Our "Chicagoness" Interviews feature 1871 community members describing how living and working in Chicago affects their businesses and daily lives.
Here's what Jim Slama, Founder of the Good Food Business Accelerator has to say about "Chicagoness":
Can you tell us a bit about how the Good Food Business Accelerator got its start?
The Accelerator builds upon FamilyFarmed’s Good Food Trade Show, and it is the next big step in helping local Good Food entrepreneurs with promising businesses to burnish their professional skills and gain both investors and customers.
We produced the nation’s first local, sustainable trade show at Kendall College more than a decade ago when the school was owned by Howard Tullman — now 1871’s CEO — who donated the use of the space. It was a huge success at the time, with 50 producers, 300 trade buyers and other stakeholders attending, though the Good Food Trade Show (held every March at UIC Forum) and the movement that surrounds it have gotten much, much bigger in the ensuing years. Whole Foods Market became our local food procurement partner at that time and remains so today.
The direct road to the Accelerator began five years ago when we added the Good Food Financing and Innovation Conference to help businesses get access to capital. Since then, a network of 40 angel investors, plus venture capital and private equity investors, Farm Credit, the USDA, and the Small Business Administration, have engaged with our Good Food cluster and are interested in financing innovative food businesses.
That's the good news. One of our challenges has been showcasing deals that are investment-ready. To remedy this, we have created the Good Food Business Accelerator, a Fellows program of intensive mentoring and training for up to eight entrepreneurs in each cohort. The program begins in November and businesses will pitch at our Good Food Financing Conference on March 19.
How do you think the incubator's Chicago location will affect its success?
Chicago is an amazing food city, and 1871 is clearly the center of its universe for all things innovation and entrepreneurialism. We are so grateful to be part of it.
We already have more than 100 mentors and advisors for the Accelerator, many who are regional or national leaders in food. Whole Foods Market Midwest is a strategic partner on the project, and if the businesses have great products, Whole Foods might turn into a great customer. UNFI, the largest natural and organic distributor in America, is also a partner and potential buyer.
Other major buyers, like Chicago Public Schools, Lettuce Entertain You restaurants, Chipotle Mexican Grill, Compass Group, Aramark, and the Green Chicago Restaurant Coalition are also open to working with Fellows to source Good Food.
How have you seen the entrepreneurial spirit play into the food industry?

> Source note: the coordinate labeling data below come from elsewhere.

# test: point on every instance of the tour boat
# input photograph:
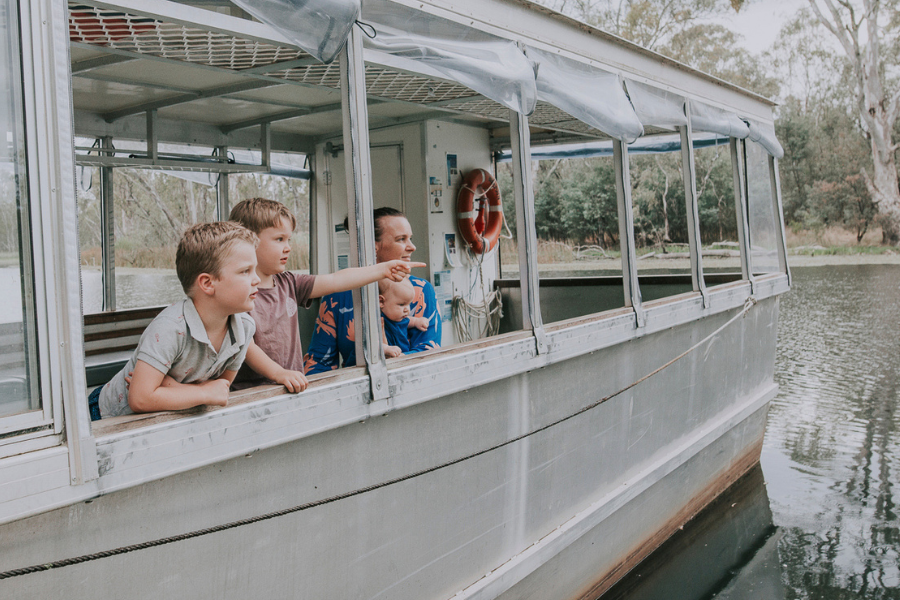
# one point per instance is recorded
(538, 454)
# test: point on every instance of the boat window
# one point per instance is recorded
(576, 218)
(761, 210)
(19, 394)
(716, 202)
(152, 207)
(660, 219)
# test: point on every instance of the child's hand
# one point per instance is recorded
(420, 323)
(215, 392)
(392, 351)
(294, 381)
(398, 270)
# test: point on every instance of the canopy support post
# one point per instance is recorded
(223, 202)
(740, 201)
(526, 231)
(692, 208)
(626, 233)
(367, 315)
(107, 230)
(778, 207)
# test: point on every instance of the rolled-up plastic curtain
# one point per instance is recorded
(764, 135)
(591, 95)
(716, 120)
(414, 41)
(655, 107)
(320, 27)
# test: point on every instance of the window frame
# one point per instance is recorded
(37, 423)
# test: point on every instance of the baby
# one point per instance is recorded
(394, 297)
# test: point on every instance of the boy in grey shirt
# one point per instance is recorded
(190, 353)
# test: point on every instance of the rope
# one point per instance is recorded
(272, 515)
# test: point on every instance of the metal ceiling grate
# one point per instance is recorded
(383, 83)
(544, 115)
(122, 31)
(142, 35)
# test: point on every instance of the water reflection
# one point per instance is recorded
(831, 449)
(135, 288)
(728, 551)
(830, 462)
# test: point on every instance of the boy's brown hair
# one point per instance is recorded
(205, 246)
(257, 214)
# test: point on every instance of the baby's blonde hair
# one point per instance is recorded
(205, 246)
(257, 214)
(405, 288)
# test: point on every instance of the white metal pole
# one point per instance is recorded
(526, 230)
(626, 232)
(692, 209)
(778, 209)
(740, 203)
(107, 231)
(362, 228)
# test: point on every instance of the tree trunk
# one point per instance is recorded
(884, 187)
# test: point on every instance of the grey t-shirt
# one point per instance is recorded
(176, 343)
(277, 327)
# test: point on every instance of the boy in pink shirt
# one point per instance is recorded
(277, 355)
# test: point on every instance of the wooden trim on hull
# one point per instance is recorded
(729, 477)
(504, 578)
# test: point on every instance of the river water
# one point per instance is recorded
(820, 519)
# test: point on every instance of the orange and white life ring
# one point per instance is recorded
(480, 226)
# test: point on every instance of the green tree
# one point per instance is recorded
(868, 32)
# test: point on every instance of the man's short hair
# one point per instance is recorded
(205, 246)
(257, 214)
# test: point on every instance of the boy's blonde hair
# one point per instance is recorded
(404, 289)
(257, 214)
(205, 246)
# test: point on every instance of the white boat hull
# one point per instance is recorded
(563, 513)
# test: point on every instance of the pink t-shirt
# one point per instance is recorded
(277, 328)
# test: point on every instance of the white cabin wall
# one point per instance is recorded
(471, 146)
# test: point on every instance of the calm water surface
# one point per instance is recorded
(820, 520)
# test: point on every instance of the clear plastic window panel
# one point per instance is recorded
(714, 174)
(18, 352)
(763, 238)
(660, 221)
(579, 254)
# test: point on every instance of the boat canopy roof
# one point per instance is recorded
(660, 144)
(226, 75)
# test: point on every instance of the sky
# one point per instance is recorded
(759, 21)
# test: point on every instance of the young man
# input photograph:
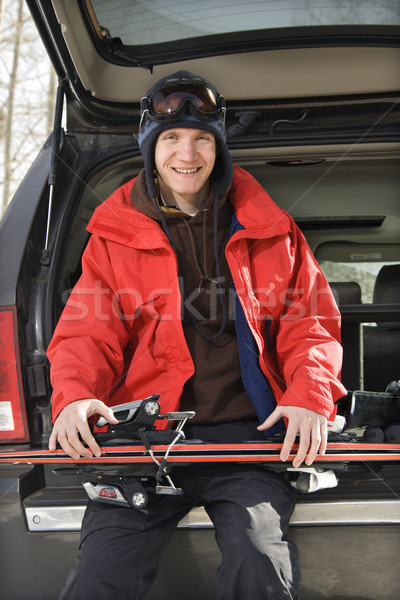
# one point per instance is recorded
(195, 285)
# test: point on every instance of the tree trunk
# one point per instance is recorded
(9, 112)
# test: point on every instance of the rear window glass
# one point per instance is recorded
(148, 21)
(364, 273)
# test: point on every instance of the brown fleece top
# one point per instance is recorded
(215, 391)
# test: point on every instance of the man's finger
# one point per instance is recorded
(87, 436)
(288, 442)
(271, 420)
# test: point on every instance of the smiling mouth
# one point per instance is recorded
(186, 171)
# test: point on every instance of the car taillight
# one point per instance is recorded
(13, 421)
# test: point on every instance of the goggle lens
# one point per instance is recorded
(170, 98)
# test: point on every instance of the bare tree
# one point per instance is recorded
(27, 90)
(10, 106)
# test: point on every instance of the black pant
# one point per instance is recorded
(250, 508)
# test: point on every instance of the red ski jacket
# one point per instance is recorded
(120, 336)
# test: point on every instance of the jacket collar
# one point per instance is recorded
(117, 220)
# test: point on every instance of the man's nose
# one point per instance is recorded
(187, 150)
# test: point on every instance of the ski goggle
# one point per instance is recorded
(170, 101)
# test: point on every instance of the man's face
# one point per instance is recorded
(184, 161)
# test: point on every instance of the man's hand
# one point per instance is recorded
(73, 421)
(312, 427)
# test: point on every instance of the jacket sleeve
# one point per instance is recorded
(87, 350)
(308, 346)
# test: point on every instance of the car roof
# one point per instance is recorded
(260, 50)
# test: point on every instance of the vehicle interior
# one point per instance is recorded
(313, 112)
(316, 123)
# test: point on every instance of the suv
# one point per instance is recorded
(313, 113)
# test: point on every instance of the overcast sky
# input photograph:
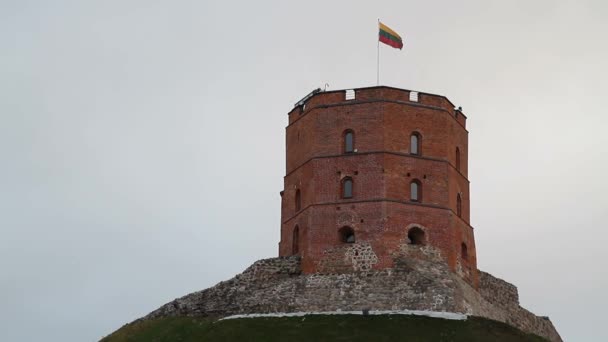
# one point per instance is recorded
(142, 144)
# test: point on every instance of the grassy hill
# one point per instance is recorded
(321, 328)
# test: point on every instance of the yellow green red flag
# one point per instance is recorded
(389, 37)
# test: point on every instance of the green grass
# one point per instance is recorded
(321, 328)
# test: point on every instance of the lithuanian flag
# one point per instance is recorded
(389, 37)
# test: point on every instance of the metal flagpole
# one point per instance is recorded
(378, 57)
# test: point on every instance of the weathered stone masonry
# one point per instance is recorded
(420, 280)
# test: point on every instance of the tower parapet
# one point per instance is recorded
(370, 170)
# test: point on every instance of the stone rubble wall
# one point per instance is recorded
(420, 280)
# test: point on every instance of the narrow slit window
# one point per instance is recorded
(415, 191)
(347, 235)
(416, 236)
(298, 200)
(349, 141)
(295, 241)
(415, 143)
(347, 188)
(464, 252)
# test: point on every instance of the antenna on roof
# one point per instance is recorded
(305, 98)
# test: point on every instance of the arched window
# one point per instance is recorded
(464, 252)
(416, 191)
(295, 241)
(349, 141)
(347, 188)
(416, 236)
(347, 235)
(298, 200)
(415, 143)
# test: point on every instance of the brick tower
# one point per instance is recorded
(371, 171)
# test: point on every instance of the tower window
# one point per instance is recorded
(459, 205)
(464, 252)
(298, 200)
(415, 143)
(347, 235)
(347, 188)
(295, 241)
(416, 236)
(349, 141)
(415, 191)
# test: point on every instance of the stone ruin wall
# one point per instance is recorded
(420, 280)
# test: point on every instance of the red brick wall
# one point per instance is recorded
(380, 211)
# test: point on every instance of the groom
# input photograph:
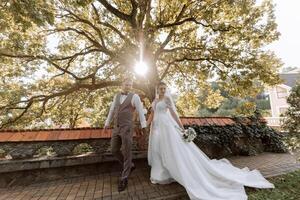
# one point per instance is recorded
(121, 111)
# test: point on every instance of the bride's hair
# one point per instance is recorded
(161, 83)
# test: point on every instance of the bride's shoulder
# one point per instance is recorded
(167, 99)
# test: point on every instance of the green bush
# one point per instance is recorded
(251, 128)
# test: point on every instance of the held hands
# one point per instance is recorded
(104, 129)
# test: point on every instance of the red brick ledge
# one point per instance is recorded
(34, 135)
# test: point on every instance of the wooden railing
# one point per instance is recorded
(274, 121)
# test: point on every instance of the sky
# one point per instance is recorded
(288, 19)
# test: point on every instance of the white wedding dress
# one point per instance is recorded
(172, 159)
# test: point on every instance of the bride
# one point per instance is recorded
(173, 159)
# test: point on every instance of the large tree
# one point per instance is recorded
(54, 49)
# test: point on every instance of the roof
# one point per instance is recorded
(290, 79)
(92, 133)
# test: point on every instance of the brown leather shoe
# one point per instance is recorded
(122, 184)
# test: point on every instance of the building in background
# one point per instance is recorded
(278, 96)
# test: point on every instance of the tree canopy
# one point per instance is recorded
(53, 51)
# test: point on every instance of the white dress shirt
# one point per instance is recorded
(135, 102)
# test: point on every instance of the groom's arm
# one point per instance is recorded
(110, 114)
(136, 101)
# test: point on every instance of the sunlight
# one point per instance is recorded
(141, 68)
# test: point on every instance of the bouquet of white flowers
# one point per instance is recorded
(188, 134)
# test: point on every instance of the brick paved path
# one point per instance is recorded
(104, 186)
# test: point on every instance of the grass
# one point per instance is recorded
(287, 187)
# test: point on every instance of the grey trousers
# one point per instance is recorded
(121, 142)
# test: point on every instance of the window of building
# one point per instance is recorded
(281, 92)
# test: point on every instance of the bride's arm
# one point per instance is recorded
(150, 119)
(173, 113)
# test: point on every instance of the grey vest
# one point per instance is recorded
(123, 113)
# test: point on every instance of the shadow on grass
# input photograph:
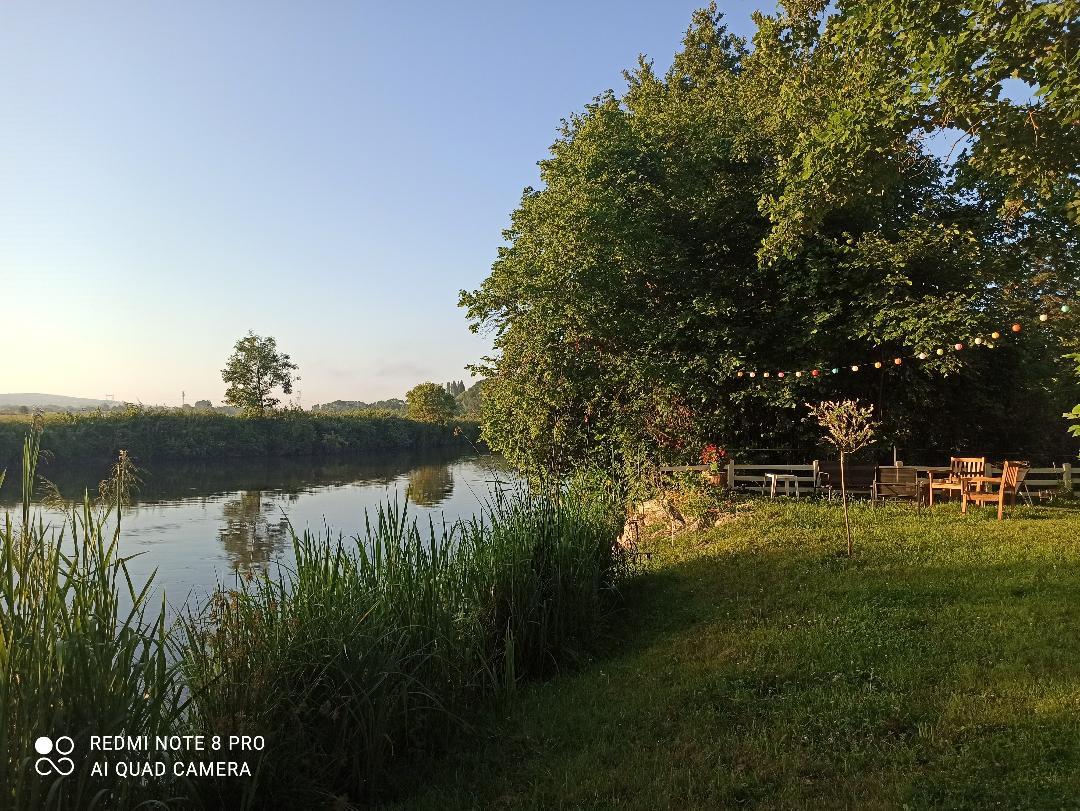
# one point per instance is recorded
(755, 667)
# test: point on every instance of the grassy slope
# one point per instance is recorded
(940, 667)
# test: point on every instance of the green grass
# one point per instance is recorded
(758, 666)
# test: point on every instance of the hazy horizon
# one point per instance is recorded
(331, 175)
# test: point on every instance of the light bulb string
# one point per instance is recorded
(890, 360)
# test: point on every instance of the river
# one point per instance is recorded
(201, 524)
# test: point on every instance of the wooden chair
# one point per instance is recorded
(900, 483)
(960, 468)
(976, 487)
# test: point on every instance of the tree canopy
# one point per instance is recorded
(254, 370)
(430, 403)
(771, 206)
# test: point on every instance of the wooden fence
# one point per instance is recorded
(752, 476)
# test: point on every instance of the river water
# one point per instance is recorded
(202, 524)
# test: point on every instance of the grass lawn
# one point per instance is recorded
(756, 666)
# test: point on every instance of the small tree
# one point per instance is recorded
(254, 369)
(430, 403)
(850, 428)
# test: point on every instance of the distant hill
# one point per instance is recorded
(55, 401)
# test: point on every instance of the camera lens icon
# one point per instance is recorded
(62, 766)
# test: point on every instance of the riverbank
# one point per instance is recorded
(757, 667)
(367, 654)
(167, 433)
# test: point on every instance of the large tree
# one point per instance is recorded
(647, 270)
(254, 370)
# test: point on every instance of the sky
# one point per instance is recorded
(332, 174)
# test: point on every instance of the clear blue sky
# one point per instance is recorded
(332, 173)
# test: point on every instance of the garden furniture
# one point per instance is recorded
(771, 480)
(900, 483)
(861, 480)
(977, 487)
(960, 468)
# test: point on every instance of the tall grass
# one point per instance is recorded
(374, 648)
(82, 652)
(365, 654)
(151, 433)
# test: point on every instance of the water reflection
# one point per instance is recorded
(200, 524)
(255, 530)
(430, 485)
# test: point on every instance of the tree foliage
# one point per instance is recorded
(254, 370)
(849, 427)
(674, 240)
(430, 403)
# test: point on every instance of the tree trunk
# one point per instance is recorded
(844, 500)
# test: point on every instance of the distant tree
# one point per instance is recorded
(430, 403)
(254, 370)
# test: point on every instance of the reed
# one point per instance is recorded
(365, 656)
(82, 652)
(373, 650)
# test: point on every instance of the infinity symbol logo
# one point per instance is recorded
(63, 765)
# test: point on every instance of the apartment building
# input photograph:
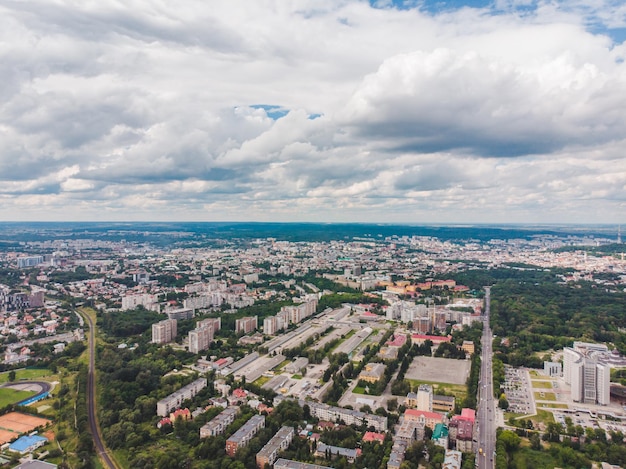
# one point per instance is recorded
(334, 414)
(174, 400)
(290, 464)
(246, 325)
(200, 338)
(218, 424)
(242, 437)
(164, 331)
(279, 442)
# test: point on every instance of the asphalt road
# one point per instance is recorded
(486, 415)
(106, 459)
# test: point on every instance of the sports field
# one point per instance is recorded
(11, 396)
(21, 423)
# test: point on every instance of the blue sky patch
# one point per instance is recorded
(273, 111)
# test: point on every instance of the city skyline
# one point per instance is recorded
(352, 111)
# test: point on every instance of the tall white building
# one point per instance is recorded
(200, 338)
(590, 380)
(603, 384)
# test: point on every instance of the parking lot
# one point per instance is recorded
(518, 390)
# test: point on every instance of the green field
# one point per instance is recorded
(542, 384)
(553, 406)
(26, 374)
(262, 380)
(10, 396)
(545, 396)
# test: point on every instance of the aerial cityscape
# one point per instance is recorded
(204, 345)
(309, 234)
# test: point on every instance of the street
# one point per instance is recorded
(486, 413)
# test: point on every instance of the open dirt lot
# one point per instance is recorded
(439, 370)
(7, 436)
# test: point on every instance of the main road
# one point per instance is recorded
(486, 415)
(92, 415)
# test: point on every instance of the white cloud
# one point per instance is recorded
(144, 110)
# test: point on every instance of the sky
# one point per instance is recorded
(505, 111)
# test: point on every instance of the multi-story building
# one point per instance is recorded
(289, 464)
(246, 325)
(324, 450)
(174, 400)
(181, 313)
(372, 372)
(335, 414)
(429, 419)
(200, 338)
(29, 261)
(461, 433)
(215, 323)
(279, 442)
(146, 300)
(589, 378)
(164, 331)
(425, 397)
(443, 403)
(218, 424)
(396, 458)
(409, 431)
(242, 437)
(270, 325)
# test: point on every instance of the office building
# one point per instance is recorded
(425, 397)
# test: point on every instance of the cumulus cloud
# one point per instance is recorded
(144, 110)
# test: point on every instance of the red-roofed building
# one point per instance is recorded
(428, 419)
(461, 433)
(373, 436)
(164, 421)
(435, 339)
(185, 414)
(265, 408)
(221, 363)
(468, 414)
(398, 340)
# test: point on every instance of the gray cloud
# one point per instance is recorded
(145, 111)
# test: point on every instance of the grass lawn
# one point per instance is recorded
(11, 396)
(554, 406)
(543, 416)
(542, 384)
(26, 374)
(283, 364)
(262, 380)
(545, 396)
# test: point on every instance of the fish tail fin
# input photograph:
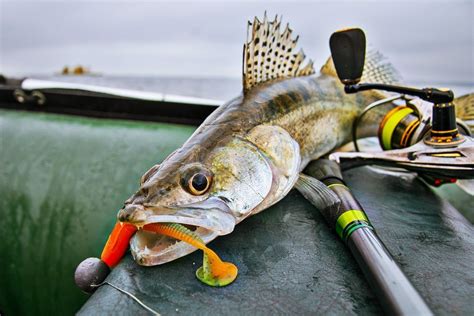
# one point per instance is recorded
(377, 69)
(465, 109)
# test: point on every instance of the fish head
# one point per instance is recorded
(209, 193)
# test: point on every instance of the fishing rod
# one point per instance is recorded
(429, 143)
(392, 287)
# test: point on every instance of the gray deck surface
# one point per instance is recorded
(290, 262)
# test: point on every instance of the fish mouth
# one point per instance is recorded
(208, 220)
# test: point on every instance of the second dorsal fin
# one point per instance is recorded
(270, 54)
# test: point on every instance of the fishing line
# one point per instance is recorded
(136, 299)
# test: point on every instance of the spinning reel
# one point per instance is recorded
(416, 137)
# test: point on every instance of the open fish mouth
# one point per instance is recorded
(208, 220)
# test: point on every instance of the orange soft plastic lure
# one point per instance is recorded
(214, 271)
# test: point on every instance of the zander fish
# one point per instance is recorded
(248, 154)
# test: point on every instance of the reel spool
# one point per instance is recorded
(404, 126)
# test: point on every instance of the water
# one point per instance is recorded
(222, 89)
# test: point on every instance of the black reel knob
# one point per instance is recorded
(444, 130)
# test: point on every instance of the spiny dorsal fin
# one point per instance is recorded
(376, 69)
(270, 54)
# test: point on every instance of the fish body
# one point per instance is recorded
(246, 156)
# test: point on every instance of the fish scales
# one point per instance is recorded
(247, 155)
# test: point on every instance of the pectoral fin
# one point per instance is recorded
(317, 193)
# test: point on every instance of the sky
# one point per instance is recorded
(425, 40)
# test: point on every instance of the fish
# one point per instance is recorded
(249, 153)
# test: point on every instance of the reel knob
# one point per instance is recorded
(444, 132)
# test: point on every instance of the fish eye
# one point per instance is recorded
(199, 183)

One of my favorite companies is Farmed Here, a certified organic vertical farm in Bedford Park, just west of the city. They have developed very disruptive technology to produce food indoors, using LED lights and aquaponics in vertical rack systems. One of the great aspects of FarmedHere is that most of their 40 employees came from organic farmer training programs operated by Windy City Harvest and Growing Home — programs that train at-risk youth, homeless, and formerly incarcerated people, among others. We helped them connect with many of their biggest buyers, and also connected them with Farm Credit, which made a million-dollar loan, and their Series B investors who just closed. It has been awesome to work with them.
What is your favorite classic Chicago food?
After attending the Chicago’s Independent Spirits Expo this week, I indulged in a Lou Malnati's deep dish spinach and mushroom pizza. It tasted amazing, and it sure helped soak up some of those great craft spirits! That said, I want to give a shout-out to all the restaurants that have made Chicago an engine for the farm-to-table movement and are helping build the Good Food sector here. That’s where I do most of my dining out, and FamilyFarmed has a close working relationship with the Green Chicago Restaurant Coalition. Hopefully, locally and sustainably produced food will also soon be regarded as classic Chicago food!